Now my community is being called upon to come together to solve a problem that has no start date, no end date, and nothing much in the middle is known either.

A pandemic—how I have come to loathe and fear that word.

Sometimes I wonder if we are preparing for the actual pandemic or preparing for everything else that seems to be happening in our world and a pandemic is just the thing that needs the most preparation and for the longest time. So we prepare.
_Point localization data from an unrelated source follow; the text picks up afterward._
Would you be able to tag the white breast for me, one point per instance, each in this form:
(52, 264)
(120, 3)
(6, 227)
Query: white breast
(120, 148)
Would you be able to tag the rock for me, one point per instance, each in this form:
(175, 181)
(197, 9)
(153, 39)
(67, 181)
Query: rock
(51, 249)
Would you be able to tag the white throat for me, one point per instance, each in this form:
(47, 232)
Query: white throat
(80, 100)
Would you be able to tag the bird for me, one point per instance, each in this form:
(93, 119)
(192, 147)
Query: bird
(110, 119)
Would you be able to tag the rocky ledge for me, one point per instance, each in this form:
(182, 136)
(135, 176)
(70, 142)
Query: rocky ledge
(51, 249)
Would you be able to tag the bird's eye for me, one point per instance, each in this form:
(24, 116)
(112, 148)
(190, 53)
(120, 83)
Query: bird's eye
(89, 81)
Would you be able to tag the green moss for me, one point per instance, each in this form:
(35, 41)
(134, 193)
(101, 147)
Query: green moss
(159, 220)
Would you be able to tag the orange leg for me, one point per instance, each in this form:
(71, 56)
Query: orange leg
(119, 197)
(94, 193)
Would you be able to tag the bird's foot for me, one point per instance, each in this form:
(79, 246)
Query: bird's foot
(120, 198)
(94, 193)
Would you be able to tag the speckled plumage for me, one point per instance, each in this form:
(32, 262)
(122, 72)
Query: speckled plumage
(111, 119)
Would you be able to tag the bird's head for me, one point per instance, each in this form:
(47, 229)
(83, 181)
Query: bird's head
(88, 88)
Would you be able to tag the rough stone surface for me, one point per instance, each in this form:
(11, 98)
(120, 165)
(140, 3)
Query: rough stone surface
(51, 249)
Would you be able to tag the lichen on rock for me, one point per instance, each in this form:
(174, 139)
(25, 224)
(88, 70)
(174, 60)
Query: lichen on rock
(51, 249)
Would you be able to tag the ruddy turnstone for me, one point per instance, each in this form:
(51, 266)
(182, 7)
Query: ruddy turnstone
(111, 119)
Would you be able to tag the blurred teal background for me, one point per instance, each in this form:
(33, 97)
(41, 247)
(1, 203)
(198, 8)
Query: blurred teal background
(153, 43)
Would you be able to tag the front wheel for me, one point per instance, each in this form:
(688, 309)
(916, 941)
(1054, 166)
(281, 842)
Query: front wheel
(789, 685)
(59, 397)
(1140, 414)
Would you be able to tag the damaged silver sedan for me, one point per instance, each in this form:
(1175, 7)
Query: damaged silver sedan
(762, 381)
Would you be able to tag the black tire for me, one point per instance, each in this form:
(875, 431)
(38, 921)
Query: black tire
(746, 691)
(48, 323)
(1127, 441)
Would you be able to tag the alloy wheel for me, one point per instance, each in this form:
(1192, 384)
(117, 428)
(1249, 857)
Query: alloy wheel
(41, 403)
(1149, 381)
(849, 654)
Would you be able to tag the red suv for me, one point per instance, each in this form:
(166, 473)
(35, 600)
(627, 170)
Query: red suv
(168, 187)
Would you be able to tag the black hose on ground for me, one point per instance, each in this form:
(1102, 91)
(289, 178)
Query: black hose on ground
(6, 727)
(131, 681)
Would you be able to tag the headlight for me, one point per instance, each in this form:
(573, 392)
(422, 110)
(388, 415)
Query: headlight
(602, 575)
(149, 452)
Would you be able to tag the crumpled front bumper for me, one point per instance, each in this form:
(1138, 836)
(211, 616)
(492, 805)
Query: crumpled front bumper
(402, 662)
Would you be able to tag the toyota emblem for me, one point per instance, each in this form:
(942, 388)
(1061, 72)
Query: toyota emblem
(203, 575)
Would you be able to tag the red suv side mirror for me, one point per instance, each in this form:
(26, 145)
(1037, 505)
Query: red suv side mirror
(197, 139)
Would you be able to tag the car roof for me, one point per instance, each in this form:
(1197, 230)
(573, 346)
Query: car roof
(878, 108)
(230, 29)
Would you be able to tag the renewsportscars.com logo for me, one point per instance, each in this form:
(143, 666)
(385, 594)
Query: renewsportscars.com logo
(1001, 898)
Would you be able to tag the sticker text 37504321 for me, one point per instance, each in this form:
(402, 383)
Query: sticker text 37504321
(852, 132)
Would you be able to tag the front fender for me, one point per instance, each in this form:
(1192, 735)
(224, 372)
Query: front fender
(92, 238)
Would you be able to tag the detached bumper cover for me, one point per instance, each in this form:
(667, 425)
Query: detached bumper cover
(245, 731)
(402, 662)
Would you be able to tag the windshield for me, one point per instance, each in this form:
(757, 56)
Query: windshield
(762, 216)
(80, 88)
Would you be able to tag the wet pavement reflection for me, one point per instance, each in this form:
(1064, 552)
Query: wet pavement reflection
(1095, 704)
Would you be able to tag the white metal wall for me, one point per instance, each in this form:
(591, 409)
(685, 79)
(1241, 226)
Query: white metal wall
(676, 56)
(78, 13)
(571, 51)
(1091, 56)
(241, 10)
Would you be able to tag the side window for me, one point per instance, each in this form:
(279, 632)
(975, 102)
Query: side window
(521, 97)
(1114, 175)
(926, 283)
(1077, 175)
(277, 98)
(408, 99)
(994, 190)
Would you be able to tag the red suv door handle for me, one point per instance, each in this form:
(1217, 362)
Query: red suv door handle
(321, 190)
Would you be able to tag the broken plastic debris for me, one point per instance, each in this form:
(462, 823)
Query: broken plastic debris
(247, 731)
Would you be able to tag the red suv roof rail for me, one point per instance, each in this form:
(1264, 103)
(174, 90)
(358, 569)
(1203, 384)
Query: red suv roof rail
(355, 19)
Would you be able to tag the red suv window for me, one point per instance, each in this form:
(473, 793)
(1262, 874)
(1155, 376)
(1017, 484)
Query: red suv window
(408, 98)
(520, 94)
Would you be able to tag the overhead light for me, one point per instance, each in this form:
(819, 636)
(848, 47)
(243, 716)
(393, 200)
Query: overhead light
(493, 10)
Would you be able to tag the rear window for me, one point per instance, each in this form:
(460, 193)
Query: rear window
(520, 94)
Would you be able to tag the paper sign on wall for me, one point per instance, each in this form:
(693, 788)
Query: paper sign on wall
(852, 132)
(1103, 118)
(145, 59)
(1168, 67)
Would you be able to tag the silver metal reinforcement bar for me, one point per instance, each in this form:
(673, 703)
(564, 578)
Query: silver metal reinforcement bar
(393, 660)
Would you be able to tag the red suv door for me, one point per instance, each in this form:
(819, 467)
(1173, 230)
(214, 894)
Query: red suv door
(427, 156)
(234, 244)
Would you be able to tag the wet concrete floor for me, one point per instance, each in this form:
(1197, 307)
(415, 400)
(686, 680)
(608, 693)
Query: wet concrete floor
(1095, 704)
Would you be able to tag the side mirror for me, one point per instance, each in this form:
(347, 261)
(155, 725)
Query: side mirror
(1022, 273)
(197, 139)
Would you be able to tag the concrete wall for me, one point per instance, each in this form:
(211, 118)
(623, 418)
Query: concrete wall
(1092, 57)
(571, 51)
The headlines change every day and some days I think “uh oh, here it comes” and others “wow, that was close”.  More times than not I am closer to the “uh oh” so as a non-scientific type of person I prepare, and hope and pray for the best end result. The scientists confirm the need. But more so, my soul is disquieted.

Noah built an ark…..

we buy insurance

we wear seatbelts

….it just kept staring me in the face that I am going to be caught off-guard if I do not ready my home and family. There are deep preparations to be made—-it takes time.

And then our communities groups will need to be organized and prepared, ready to serve.

I really encourage the flu forums for good discussion about how to prepare. Each has its own identity and uniqueness but I have been a member of many of them and all the folks are friendly and helpful.

Prepare For Pandemic

Flutrackers

FluWiki2 Forum

Pandemic Flu Information Forum

Are you ready to build “koinonia” in your community?

Koinonia from Wikipedia:

Koinonia holds the idea of joint participation in something with someone, such as in a community, or team or an alliance or joint venture. Those who have studied the word find there is always an implication of action included in its meaning. The definition of the word is quite rich in that there are many connotations because the word used in a variety of related contexts.

<snip>

“aiming at a common unity strives to overcome brokenness, divisiveness, and, ultimately gaining wholeness with each of the members, with their environment, and with their God. By giving mutual support, friendship and family merge. Both fellowship and community imply an inner and outer unity. No where in the framework of community is their implied a hierarchy of command and control. While there is leadership, the leader’s task is to focus energy, and align interests, not impose control.

Koinonia creates a brethren bond which builds trust and, especially when combined with the values of Wisdom, Virtue and Honor, overcomes two of humanity’s deepest fears and insecurities: being betrayed and being demeaned.

Whether working collectively or individually, the innovators of ancient Greece worked for the greater good of the whole – to propel their community forward, to share their understanding with others so that all ships would rise on a rising tide. Thus loftier goals and dreams are more easily manifested in the mind and achieved in reality. The team’s sense of Purpose became manifest.”